= George H. Mealy =

American computer scientist

George H. Mealy (December 31, 1927 – June 21, 2010, in Scituate, Massachusetts) was an American mathematician and computer scientist who invented the namesake Mealy machine, a type of finite state transducer. He was also a pioneer of modular programming, one of the lead designers of the IPL-V programming language, and an early advocate of macro processors in assembly language programming.

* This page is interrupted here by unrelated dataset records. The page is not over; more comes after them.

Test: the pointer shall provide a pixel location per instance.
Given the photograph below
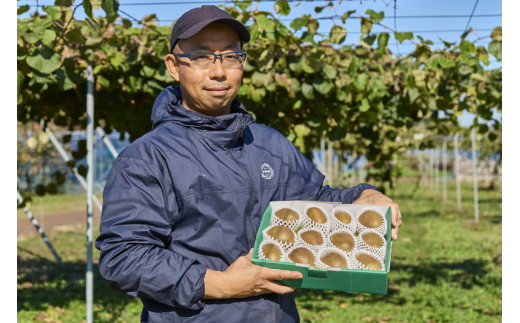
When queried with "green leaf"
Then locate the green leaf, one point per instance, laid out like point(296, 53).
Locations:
point(48, 37)
point(63, 3)
point(320, 9)
point(20, 77)
point(299, 22)
point(44, 61)
point(446, 62)
point(369, 40)
point(101, 80)
point(301, 130)
point(346, 15)
point(323, 87)
point(365, 106)
point(64, 81)
point(75, 36)
point(366, 26)
point(282, 7)
point(93, 41)
point(54, 13)
point(110, 7)
point(361, 81)
point(496, 34)
point(87, 7)
point(400, 37)
point(31, 38)
point(337, 34)
point(330, 72)
point(467, 47)
point(382, 42)
point(264, 23)
point(307, 91)
point(425, 42)
point(22, 9)
point(258, 94)
point(312, 26)
point(495, 48)
point(413, 94)
point(375, 16)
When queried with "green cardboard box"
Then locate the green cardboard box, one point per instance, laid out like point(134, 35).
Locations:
point(347, 280)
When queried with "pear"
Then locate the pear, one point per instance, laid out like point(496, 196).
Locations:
point(316, 215)
point(301, 255)
point(312, 237)
point(343, 241)
point(271, 252)
point(371, 219)
point(334, 259)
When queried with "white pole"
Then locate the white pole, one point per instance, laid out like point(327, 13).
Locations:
point(90, 185)
point(38, 228)
point(323, 157)
point(107, 142)
point(66, 158)
point(457, 175)
point(436, 167)
point(445, 174)
point(330, 169)
point(475, 174)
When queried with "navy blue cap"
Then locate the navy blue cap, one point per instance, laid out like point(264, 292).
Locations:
point(194, 20)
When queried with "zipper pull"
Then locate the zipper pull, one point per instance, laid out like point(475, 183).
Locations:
point(242, 127)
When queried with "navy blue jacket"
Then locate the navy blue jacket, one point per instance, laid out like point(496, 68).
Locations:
point(189, 195)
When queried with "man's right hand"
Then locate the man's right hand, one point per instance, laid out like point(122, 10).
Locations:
point(243, 279)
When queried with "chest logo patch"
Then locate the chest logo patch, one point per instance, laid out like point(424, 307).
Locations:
point(267, 171)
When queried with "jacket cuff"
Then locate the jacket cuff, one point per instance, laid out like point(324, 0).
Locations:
point(190, 290)
point(358, 189)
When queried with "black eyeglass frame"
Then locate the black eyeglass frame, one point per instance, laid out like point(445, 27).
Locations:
point(189, 55)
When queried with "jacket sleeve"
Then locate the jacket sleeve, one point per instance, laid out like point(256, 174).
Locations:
point(136, 224)
point(306, 181)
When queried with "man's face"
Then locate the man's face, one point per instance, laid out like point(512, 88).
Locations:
point(208, 91)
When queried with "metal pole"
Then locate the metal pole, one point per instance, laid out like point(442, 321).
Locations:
point(39, 229)
point(475, 174)
point(66, 158)
point(323, 157)
point(457, 175)
point(436, 167)
point(90, 184)
point(107, 142)
point(444, 171)
point(329, 163)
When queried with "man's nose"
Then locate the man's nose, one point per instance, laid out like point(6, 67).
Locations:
point(217, 70)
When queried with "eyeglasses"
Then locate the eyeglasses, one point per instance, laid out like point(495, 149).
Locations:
point(205, 60)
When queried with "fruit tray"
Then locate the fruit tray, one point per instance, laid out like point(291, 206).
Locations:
point(344, 247)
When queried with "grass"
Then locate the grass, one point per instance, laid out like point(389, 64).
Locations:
point(56, 203)
point(444, 268)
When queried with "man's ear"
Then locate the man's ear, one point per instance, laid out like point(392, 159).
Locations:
point(171, 65)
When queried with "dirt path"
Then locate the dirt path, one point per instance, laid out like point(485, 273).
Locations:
point(54, 222)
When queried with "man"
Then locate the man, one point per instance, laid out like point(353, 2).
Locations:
point(183, 203)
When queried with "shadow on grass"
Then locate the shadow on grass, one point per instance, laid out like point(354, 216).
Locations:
point(43, 282)
point(467, 273)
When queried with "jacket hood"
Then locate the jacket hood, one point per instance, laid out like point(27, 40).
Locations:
point(224, 129)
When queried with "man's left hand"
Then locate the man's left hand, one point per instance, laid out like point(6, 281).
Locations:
point(370, 196)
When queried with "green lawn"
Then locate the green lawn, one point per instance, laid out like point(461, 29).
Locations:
point(444, 268)
point(56, 203)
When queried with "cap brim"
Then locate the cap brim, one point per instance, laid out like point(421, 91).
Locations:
point(241, 30)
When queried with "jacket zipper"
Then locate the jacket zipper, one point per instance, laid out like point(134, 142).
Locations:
point(249, 179)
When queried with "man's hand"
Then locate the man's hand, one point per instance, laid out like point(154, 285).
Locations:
point(371, 196)
point(243, 279)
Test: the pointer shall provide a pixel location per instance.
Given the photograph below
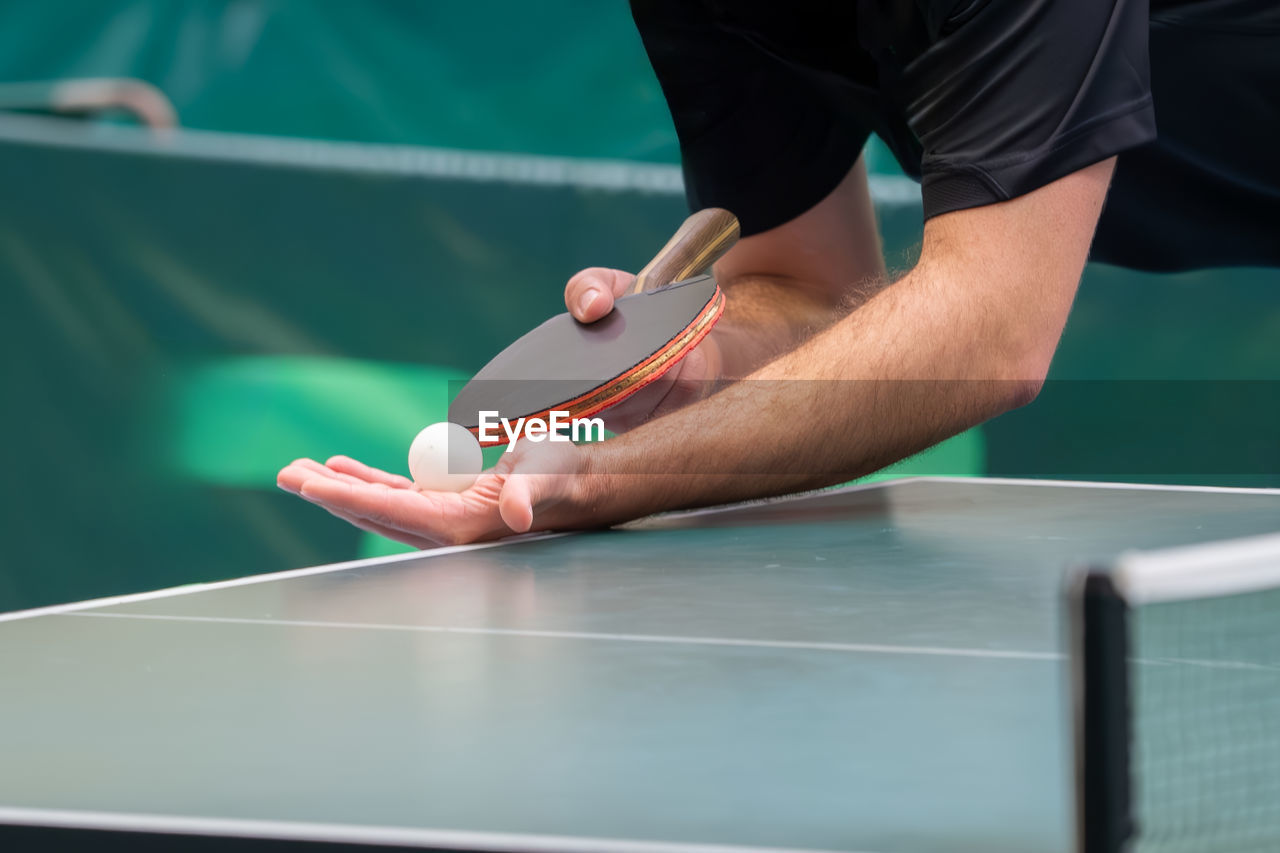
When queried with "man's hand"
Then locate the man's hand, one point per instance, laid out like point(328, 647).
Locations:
point(501, 501)
point(780, 288)
point(589, 296)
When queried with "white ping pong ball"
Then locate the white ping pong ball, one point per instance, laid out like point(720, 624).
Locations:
point(444, 457)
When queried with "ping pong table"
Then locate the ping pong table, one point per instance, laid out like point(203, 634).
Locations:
point(881, 667)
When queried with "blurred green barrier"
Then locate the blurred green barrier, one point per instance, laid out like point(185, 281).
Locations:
point(566, 77)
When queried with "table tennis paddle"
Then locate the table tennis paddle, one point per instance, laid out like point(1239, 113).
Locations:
point(584, 368)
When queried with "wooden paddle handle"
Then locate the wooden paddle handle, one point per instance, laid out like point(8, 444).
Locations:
point(691, 250)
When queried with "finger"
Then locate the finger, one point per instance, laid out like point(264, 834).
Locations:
point(295, 474)
point(373, 527)
point(590, 293)
point(347, 465)
point(406, 510)
point(516, 502)
point(327, 470)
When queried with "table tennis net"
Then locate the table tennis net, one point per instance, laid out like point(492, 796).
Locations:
point(1178, 701)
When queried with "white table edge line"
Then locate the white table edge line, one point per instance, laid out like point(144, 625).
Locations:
point(874, 648)
point(186, 589)
point(356, 833)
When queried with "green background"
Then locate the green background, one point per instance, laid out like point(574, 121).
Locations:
point(304, 269)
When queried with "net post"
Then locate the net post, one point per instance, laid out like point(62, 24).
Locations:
point(1098, 635)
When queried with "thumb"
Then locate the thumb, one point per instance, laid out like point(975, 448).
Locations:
point(516, 502)
point(590, 293)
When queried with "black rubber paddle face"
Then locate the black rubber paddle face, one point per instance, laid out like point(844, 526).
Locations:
point(583, 368)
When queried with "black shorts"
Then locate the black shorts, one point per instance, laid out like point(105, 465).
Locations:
point(984, 100)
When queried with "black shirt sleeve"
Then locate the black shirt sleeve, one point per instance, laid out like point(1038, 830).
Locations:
point(1015, 94)
point(983, 100)
point(759, 136)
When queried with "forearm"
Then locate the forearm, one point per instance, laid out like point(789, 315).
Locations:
point(969, 333)
point(786, 284)
point(918, 363)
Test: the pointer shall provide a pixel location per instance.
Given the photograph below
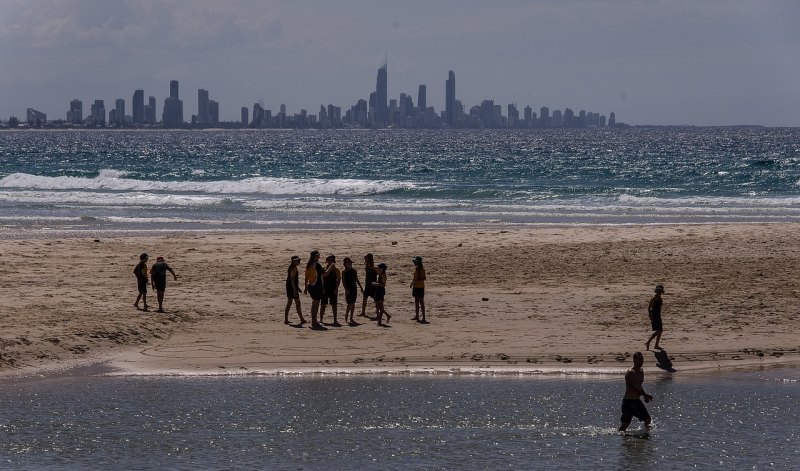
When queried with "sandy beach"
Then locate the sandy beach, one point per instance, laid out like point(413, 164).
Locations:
point(518, 300)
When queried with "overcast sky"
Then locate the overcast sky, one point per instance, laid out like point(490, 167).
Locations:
point(715, 62)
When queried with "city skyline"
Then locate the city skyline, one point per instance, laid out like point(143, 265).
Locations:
point(668, 62)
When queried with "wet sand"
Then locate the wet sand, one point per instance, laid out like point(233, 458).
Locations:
point(516, 301)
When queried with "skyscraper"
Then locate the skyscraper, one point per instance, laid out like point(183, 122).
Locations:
point(382, 95)
point(203, 111)
point(450, 99)
point(138, 107)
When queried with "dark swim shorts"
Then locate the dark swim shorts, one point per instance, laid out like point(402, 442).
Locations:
point(655, 322)
point(633, 408)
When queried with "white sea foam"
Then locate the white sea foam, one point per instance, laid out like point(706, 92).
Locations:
point(111, 180)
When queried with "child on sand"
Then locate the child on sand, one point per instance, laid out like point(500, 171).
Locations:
point(350, 282)
point(380, 294)
point(418, 290)
point(654, 311)
point(293, 290)
point(141, 280)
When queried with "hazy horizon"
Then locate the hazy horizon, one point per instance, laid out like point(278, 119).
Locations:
point(665, 62)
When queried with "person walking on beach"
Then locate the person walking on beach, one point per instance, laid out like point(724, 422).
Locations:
point(351, 286)
point(313, 287)
point(418, 290)
point(293, 290)
point(654, 311)
point(331, 278)
point(631, 404)
point(370, 276)
point(158, 274)
point(141, 280)
point(380, 294)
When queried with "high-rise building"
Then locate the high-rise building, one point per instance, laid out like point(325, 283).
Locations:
point(382, 95)
point(120, 112)
point(75, 113)
point(172, 115)
point(150, 111)
point(98, 113)
point(138, 107)
point(203, 111)
point(450, 99)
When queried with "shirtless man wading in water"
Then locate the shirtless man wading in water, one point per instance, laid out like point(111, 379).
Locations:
point(631, 404)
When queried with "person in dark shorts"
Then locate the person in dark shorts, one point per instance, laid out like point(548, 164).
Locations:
point(370, 276)
point(418, 290)
point(141, 280)
point(293, 290)
point(654, 311)
point(631, 404)
point(331, 278)
point(158, 275)
point(351, 285)
point(313, 287)
point(380, 294)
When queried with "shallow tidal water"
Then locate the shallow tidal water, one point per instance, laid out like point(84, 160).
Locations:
point(717, 421)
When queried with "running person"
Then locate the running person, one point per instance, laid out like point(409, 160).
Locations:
point(351, 286)
point(631, 404)
point(418, 290)
point(293, 290)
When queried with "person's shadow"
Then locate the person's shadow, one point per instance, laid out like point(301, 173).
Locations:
point(663, 361)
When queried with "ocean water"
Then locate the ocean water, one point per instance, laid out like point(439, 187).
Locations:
point(720, 421)
point(243, 180)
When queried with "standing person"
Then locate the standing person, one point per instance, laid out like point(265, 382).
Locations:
point(370, 276)
point(351, 284)
point(331, 278)
point(158, 274)
point(141, 280)
point(380, 294)
point(654, 311)
point(313, 287)
point(418, 290)
point(293, 290)
point(631, 404)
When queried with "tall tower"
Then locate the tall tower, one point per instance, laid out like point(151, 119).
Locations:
point(450, 99)
point(382, 95)
point(138, 107)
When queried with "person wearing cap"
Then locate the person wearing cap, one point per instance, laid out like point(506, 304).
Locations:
point(418, 290)
point(631, 404)
point(313, 287)
point(351, 286)
point(380, 294)
point(331, 278)
point(370, 276)
point(654, 311)
point(293, 290)
point(158, 274)
point(141, 280)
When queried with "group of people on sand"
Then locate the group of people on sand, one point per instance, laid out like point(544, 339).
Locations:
point(322, 284)
point(158, 279)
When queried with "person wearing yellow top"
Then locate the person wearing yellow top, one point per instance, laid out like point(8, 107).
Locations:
point(418, 290)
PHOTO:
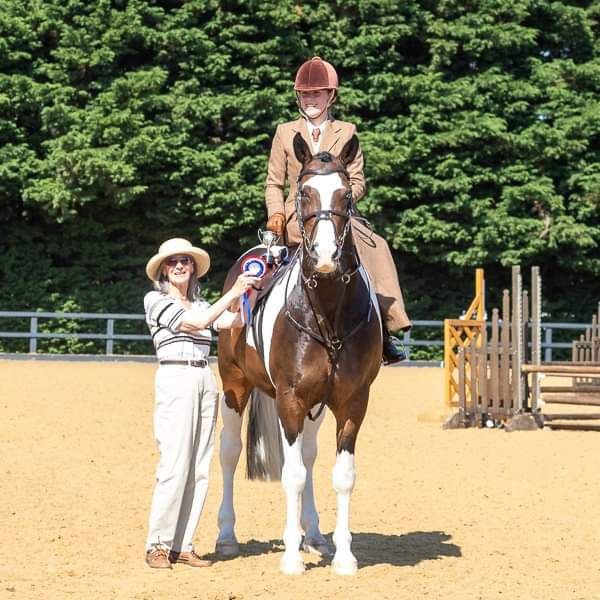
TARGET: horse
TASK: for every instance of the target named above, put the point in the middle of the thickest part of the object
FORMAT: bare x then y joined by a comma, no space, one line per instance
317,343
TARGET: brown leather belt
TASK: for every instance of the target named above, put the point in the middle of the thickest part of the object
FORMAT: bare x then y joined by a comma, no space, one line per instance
188,363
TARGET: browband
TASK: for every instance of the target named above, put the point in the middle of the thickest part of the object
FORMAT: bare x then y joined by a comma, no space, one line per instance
305,172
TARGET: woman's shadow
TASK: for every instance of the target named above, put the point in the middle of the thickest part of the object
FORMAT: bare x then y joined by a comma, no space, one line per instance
405,550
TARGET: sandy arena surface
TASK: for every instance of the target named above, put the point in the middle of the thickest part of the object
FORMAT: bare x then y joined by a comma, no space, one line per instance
435,514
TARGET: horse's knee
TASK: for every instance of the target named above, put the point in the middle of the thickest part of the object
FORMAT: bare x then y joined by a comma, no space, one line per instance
230,448
344,473
309,452
293,478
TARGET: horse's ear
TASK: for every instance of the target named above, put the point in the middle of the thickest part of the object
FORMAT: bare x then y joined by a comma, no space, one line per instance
301,149
349,150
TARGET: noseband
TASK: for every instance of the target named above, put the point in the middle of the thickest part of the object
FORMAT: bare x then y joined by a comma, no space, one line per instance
323,215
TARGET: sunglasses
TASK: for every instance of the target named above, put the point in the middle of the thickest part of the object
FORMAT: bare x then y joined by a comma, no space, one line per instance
174,260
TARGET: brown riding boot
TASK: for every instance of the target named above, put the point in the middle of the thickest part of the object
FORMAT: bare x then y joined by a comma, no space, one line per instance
191,559
158,558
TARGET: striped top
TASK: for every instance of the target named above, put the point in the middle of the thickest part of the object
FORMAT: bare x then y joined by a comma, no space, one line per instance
163,316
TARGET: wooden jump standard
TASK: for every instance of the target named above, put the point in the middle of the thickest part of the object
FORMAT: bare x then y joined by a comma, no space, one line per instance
496,381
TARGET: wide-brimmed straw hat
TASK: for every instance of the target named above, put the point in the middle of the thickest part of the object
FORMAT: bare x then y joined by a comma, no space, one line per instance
177,246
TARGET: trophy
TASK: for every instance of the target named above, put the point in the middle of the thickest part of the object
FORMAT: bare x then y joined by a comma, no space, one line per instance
268,238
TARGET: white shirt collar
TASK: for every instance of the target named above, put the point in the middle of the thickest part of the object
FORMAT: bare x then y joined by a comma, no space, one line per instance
311,128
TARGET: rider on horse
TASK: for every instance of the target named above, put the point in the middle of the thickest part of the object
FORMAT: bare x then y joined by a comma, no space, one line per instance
316,87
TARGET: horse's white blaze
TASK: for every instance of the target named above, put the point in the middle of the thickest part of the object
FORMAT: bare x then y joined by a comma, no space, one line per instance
344,476
293,479
324,236
229,454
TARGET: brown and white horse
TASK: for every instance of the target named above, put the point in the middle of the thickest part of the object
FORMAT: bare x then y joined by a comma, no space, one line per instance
317,343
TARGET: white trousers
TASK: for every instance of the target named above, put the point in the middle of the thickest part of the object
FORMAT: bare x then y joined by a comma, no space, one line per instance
185,415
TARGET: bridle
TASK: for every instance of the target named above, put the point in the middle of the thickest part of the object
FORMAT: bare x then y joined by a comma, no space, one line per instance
323,215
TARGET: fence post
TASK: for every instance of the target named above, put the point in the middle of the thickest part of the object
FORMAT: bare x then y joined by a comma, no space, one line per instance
32,338
110,331
406,342
548,344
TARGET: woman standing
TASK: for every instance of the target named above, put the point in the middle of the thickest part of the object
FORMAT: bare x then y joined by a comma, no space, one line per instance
316,87
186,396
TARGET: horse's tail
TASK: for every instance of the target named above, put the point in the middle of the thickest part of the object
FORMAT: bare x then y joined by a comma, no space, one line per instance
264,451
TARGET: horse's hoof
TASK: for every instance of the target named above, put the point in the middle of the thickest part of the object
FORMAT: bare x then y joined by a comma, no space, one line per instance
291,565
319,547
347,566
227,548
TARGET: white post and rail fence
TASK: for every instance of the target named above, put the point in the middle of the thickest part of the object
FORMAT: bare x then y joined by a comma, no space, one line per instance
36,326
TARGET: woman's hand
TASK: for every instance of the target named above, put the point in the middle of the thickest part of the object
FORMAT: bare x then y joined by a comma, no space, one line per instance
243,283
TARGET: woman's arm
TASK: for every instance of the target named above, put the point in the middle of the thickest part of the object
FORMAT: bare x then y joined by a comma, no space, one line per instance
195,319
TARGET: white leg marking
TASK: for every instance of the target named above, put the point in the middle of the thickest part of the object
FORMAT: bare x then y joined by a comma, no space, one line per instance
231,446
314,541
344,475
293,478
275,303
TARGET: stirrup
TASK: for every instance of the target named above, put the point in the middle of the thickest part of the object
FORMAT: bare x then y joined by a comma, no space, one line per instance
393,351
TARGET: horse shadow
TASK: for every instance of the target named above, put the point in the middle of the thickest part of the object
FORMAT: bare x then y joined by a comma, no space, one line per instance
405,550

Mealy went to Harvard University, where he was active in radio as business manager for WHRB. He graduated in 1951 with an A.B., and at that time began working for Bell Laboratories. He later worked at the RAND Corporation then IBM and taught at Harvard.

== Other contributions ==
In a 2024 article in Data & Knowledge Engineering, researchers described Mealy's 1967 paper "Another Look at Data" as containing the first mention of the term "ontology" in computer science, quoting his statement: "Data are fragments of a theory of the real world, and data processing juggles representations of these fragments of theory ... The issue is one of ontology, or the question of what exists."

==Selected publications==
- Mealy, George H. (1955). "A method for synthesizing sequential circuits".
- Mealy, George H. (1967). "Proceedings of the November 14-16, 1967, Fall Joint Computer Conference (AFIPS Fall '67)".